How to Diagnose Chronic Kidney Disease
Diagnose CKD when either kidney damage markers or eGFR <60 mL/min/1.73 m² persists for ≥3 months, confirmed by repeat testing at least 3 months apart. 1, 2
Initial Testing Requirements
Test all at-risk patients simultaneously with both:
- Serum creatinine with eGFR calculation (using CKD-EPI equation) 1, 3
- Spot urine albumin-to-creatinine ratio (ACR) 1, 2
The dual testing approach is critical because either abnormality alone can establish CKD diagnosis when persistent. 1
Diagnostic Criteria (Must Persist ≥3 Months)
CKD is confirmed when any of the following persist for at least 3 months: 1, 2
- eGFR <60 mL/min/1.73 m² (even without other markers of damage) 3, 2
- ACR ≥30 mg/g (sex-specific cutpoints: >17 mg/g in men, >25 mg/g in women) 3, 2
- Other kidney damage markers: hematuria, imaging abnormalities (reduced kidney size, cortical thinning), or pathological findings (fibrosis, atrophy) 1
Confirmation Protocol
After any initial abnormal result, repeat both eGFR and ACR after at least 3 months to prove chronicity. 1, 2 This is non-negotiable—a single abnormal measurement does not establish CKD, as it could represent acute kidney injury (AKI) or acute kidney disease (AKD) rather than chronic disease. 1
Methods to Establish Chronicity: 1
- Review past eGFR measurements
- Review past albuminuria/proteinuria results
- Imaging findings (reduced kidney size, cortical thinning)
- Kidney biopsy showing fibrosis/atrophy
- Medical history of conditions causing CKD (diabetes, hypertension)
- Serial measurements spanning the 3-month threshold
eGFR Calculation Specifics
Use creatinine-based eGFR (eGFRcr) initially for all adults at risk. 1 The CKD-EPI equation is preferred over MDRD as it has less bias, especially at eGFR ≥60 mL/min/1.73 m². 3
Add cystatin C measurement (eGFRcr-cys) in specific situations: 1, 3
- When eGFRcr is 45-59 mL/min/1.73 m² without albuminuria or other damage markers (this represents 41% of U.S. patients labeled as having CKD by creatinine alone) 3
- When eGFRcr is thought to be inaccurate due to extremes of muscle mass 1, 4
- When GFR accuracy affects clinical decision-making 1
Critical Pitfalls to Avoid
Do not diagnose CKD based on a single abnormal test—this could be AKI/AKD, which requires different management. 1
Do not diagnose CKD in patients with eGFR ≥60 mL/min/1.73 m² unless documented kidney damage markers are present. 3
Do not use creatinine clearance or estimated creatinine clearance—these overestimate GFR and cause misclassification. 3
Discontinue using the term "microalbuminuria"—laboratories should report ACR values, not outdated terminology. 3
Consider dietary creatinine intake when interpreting serum creatinine levels, as this affects accuracy. 1
Establishing the Cause
Once CKD is confirmed, establish the underlying cause using: 1
- Clinical context and medical history (diabetes, hypertension, cardiovascular disease)

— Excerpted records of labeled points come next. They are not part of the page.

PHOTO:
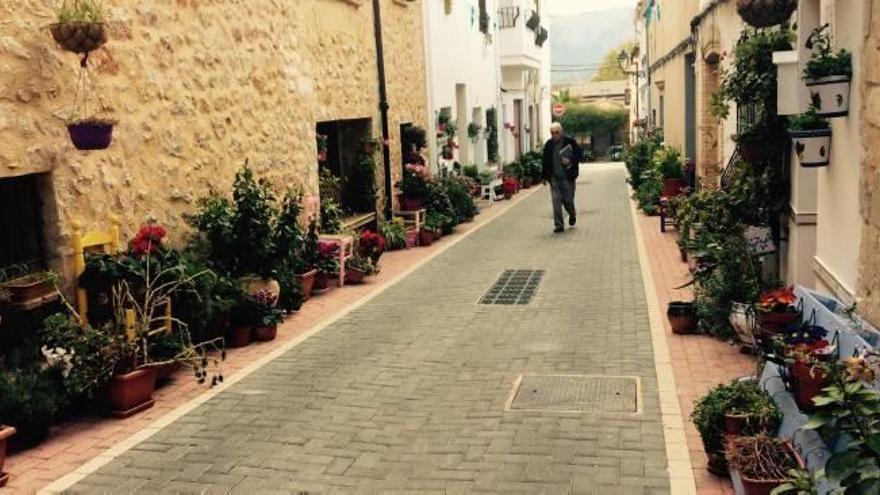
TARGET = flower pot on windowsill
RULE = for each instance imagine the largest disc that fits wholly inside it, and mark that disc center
(91, 134)
(79, 37)
(426, 238)
(5, 433)
(240, 336)
(265, 333)
(830, 95)
(813, 147)
(682, 317)
(129, 393)
(306, 282)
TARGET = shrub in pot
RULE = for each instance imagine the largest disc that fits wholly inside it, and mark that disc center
(776, 310)
(761, 462)
(827, 75)
(266, 316)
(811, 139)
(765, 13)
(738, 397)
(682, 317)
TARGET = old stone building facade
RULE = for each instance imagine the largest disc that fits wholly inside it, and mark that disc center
(198, 88)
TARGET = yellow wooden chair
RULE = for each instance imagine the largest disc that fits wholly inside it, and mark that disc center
(101, 241)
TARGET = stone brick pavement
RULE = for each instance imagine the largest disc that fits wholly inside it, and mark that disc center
(408, 392)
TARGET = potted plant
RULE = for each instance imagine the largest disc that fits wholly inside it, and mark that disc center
(827, 75)
(394, 233)
(736, 397)
(327, 265)
(414, 187)
(371, 245)
(682, 317)
(79, 26)
(761, 463)
(266, 316)
(668, 161)
(358, 268)
(776, 310)
(811, 138)
(807, 353)
(765, 13)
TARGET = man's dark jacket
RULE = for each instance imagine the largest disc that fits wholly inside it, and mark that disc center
(573, 169)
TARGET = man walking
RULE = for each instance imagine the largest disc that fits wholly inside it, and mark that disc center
(562, 157)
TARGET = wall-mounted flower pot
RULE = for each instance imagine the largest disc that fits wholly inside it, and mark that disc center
(240, 336)
(426, 238)
(79, 37)
(765, 13)
(682, 317)
(88, 135)
(129, 393)
(830, 95)
(306, 282)
(265, 333)
(813, 148)
(5, 433)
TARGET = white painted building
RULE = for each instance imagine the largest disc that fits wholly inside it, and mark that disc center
(463, 75)
(524, 51)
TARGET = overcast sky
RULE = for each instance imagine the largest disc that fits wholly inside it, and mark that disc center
(574, 7)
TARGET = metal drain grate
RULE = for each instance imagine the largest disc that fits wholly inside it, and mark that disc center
(514, 287)
(576, 393)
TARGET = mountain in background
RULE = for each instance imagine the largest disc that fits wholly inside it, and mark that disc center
(583, 39)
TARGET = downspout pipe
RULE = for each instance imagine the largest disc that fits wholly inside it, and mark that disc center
(383, 105)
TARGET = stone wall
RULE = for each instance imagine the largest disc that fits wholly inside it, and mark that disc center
(869, 265)
(198, 87)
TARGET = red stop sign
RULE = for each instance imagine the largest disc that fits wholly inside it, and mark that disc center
(558, 109)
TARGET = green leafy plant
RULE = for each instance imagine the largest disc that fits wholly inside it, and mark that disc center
(823, 61)
(80, 11)
(394, 233)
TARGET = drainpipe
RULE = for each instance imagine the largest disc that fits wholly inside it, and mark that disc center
(383, 106)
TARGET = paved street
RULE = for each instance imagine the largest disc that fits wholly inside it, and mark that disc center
(411, 391)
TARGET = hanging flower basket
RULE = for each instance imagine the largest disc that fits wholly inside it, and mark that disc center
(765, 13)
(91, 134)
(79, 37)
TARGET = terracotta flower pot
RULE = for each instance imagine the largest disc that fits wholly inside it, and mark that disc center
(354, 275)
(322, 283)
(265, 333)
(87, 136)
(808, 383)
(682, 317)
(130, 393)
(5, 433)
(426, 238)
(240, 336)
(306, 282)
(410, 203)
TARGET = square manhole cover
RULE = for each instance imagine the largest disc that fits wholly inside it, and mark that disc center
(576, 393)
(514, 287)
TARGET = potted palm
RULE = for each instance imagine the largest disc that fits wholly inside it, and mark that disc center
(761, 463)
(811, 138)
(827, 75)
(266, 316)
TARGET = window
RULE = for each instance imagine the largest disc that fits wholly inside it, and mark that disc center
(21, 224)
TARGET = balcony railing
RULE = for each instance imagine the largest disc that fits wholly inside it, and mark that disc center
(507, 17)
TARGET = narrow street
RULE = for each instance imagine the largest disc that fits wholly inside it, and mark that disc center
(413, 390)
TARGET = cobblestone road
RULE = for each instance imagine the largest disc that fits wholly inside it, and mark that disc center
(409, 391)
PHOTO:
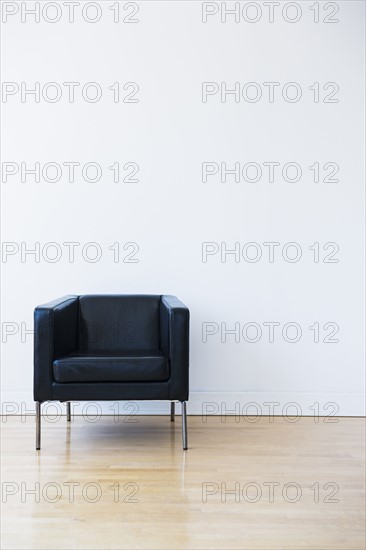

- Family history and genetic factors
- Social and environmental exposures
- Medication review (nephrotoxins)
- Physical examination findings
- Laboratory measures beyond eGFR/ACR
- Imaging studies
- Kidney biopsy when clinically appropriate (safe and acceptable diagnostic test) 1
When to Initiate Treatment Before Confirming Chronicity
Consider starting CKD-specific treatments at first presentation if CKD is highly likely based on clinical indicators (e.g., longstanding diabetes with retinopathy, known hypertension with left ventricular hypertrophy), even before the 3-month confirmation period. 1 This pragmatic approach prevents delays in evidence-based therapies like SGLT2 inhibitors and RAAS blockade when the diagnosis is clinically certain.